La reumatóloga me recetó anti-inflamatorios no esteroideos (AINE, de 90 mg), a tomar por la noche después de cenar independientemente de si tenía dolores o no. Me citó para 1 mes después. Aunque con unos pocos días de dieta ya había notado mejorías, con las pastillas, los dolores desaparecieron por completo. Pero la idea de medicarme de por vida para no tener dolor, sospechando que había algo que yo misma podía hacer para evitar tenerlo (evitar tener el problema en lugar de ponerle un parche), hizo que no me conformase con la medicación.

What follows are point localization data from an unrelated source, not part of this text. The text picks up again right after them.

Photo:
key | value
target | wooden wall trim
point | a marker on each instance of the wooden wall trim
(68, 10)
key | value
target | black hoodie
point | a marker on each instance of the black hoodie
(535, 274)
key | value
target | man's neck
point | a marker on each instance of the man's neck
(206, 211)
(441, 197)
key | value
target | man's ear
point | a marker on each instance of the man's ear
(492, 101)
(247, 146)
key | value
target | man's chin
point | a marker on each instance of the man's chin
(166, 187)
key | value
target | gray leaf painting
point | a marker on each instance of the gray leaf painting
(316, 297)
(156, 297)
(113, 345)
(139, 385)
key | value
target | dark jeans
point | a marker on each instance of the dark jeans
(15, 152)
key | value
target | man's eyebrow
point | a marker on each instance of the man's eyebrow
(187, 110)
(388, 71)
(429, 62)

Continué con la dieta y con los AINE. A los 10 días más o menos, empecé a notar molestias en el estómago. Ya me habían advertido que a veces era necesario tomar un protector gástrico para poder seguir con los AINE, lo cual ya me parecía rizar el rizo. Así que en vez de eso y en vista de la ausencia de dolor, durante unos días mordí la pastilla tomando solo la mitad. (Estas cosas habría que consultarlas con el médico. No sigáis mi ejemplo…). Seguía sin dolor. Así que en unos pocos días, mordía un tercio nada más. A los 20 días aproximadamente decidí apostar sólo por la dieta y abandonar definitivamente los AINE. Quería ver qué pasaba, antes de la cita con la reumatóloga. El dolor volvió pero parecía que no el nocturno ni las uveítis que eran lo más crudo y temido. Así que como era bastante llevadero, continué así.

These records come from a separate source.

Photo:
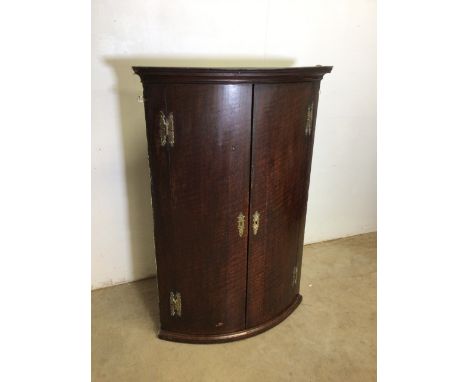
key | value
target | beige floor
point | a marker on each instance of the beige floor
(330, 337)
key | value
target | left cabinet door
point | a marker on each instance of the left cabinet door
(200, 191)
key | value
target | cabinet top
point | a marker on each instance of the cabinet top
(154, 74)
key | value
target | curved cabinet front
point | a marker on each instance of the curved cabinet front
(229, 154)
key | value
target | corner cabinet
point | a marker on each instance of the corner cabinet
(230, 154)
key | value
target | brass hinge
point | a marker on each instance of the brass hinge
(175, 302)
(255, 222)
(166, 129)
(294, 276)
(310, 111)
(241, 224)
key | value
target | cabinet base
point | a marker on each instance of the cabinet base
(228, 337)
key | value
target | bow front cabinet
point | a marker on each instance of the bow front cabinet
(230, 154)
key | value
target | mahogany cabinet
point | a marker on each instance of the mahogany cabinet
(230, 155)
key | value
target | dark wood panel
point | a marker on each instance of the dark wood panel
(280, 165)
(230, 75)
(199, 187)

Apuesto por el cambio de hábitos

En la cita con la reumatóloga no estaba segura de si comentarle lo que había hecho o no. Finalmente le conté que había decidido apostar por la dieta, que en poco más de 1 mes ya había notado cambios, que la medicación me hacía daño y la había reducido primero y abandonado 10 días antes de la consulta. Las molestias y dolores que tenían eran soportables y mientras no volvieran los nocturnos, quería seguir experimentando con la alimentación. Me sorprendió lo comprensiva que se mostró y me dijo que sólo quería que yo me encontrase mejor, que no podía ella misma recomendarme esa dieta pero que si notaba mejoría, adelante con ello. Me citó para 6 meses después y me dijo que le llamara antes si empeoraba, pero no hizo falta.

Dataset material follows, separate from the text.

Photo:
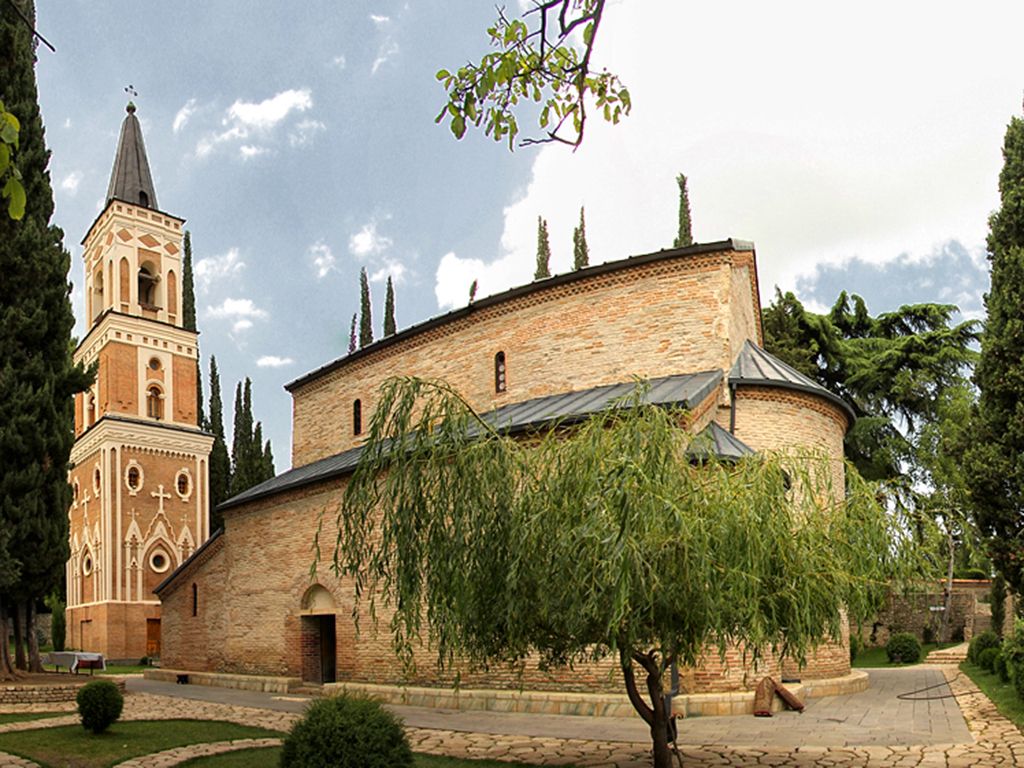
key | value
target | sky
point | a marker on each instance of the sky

Desde entonces he vuelto sólo para revisiones. Las últimas tres o cuatro las he tenido con el mismo reumatólogo y ha cumplido su promesa de que no me iban a marear más cambiándome de uno a otro cada vez que iba. Recuerdo muy bien mi primera consulta con él. No paraba de hacerme preguntas y apenas me daba tiempo para contestar. Yo no dejaba de hablar de la dieta sin almidón y supongo que por eso acabó pensando que estaba anoréxica. Comentó que no encontraba informes sobre ciertas pruebas y me preguntó si nunca me habían examinado en la camilla. Mi negativa le pareció increíble, pero de haber sabido lo que me esperaba hubiera escogido otra ropa para la revisión. Llevaba un vestido, medias oscuras y gorditas pero no lo suficiente para ocultar las bragas más psicodélicas que tenía. Cuando me pidió que me levantase el vestido y la camiseta para ver mi espalda y me agachase hacia el suelo para comprobar la movilidad de mis lumbares, no pude evitar sonreirme por el espectáculo que estaba ofreciendo…

Los problemas con la tiroides, los cambios que trajeron la dieta y otros, para otros capítulos.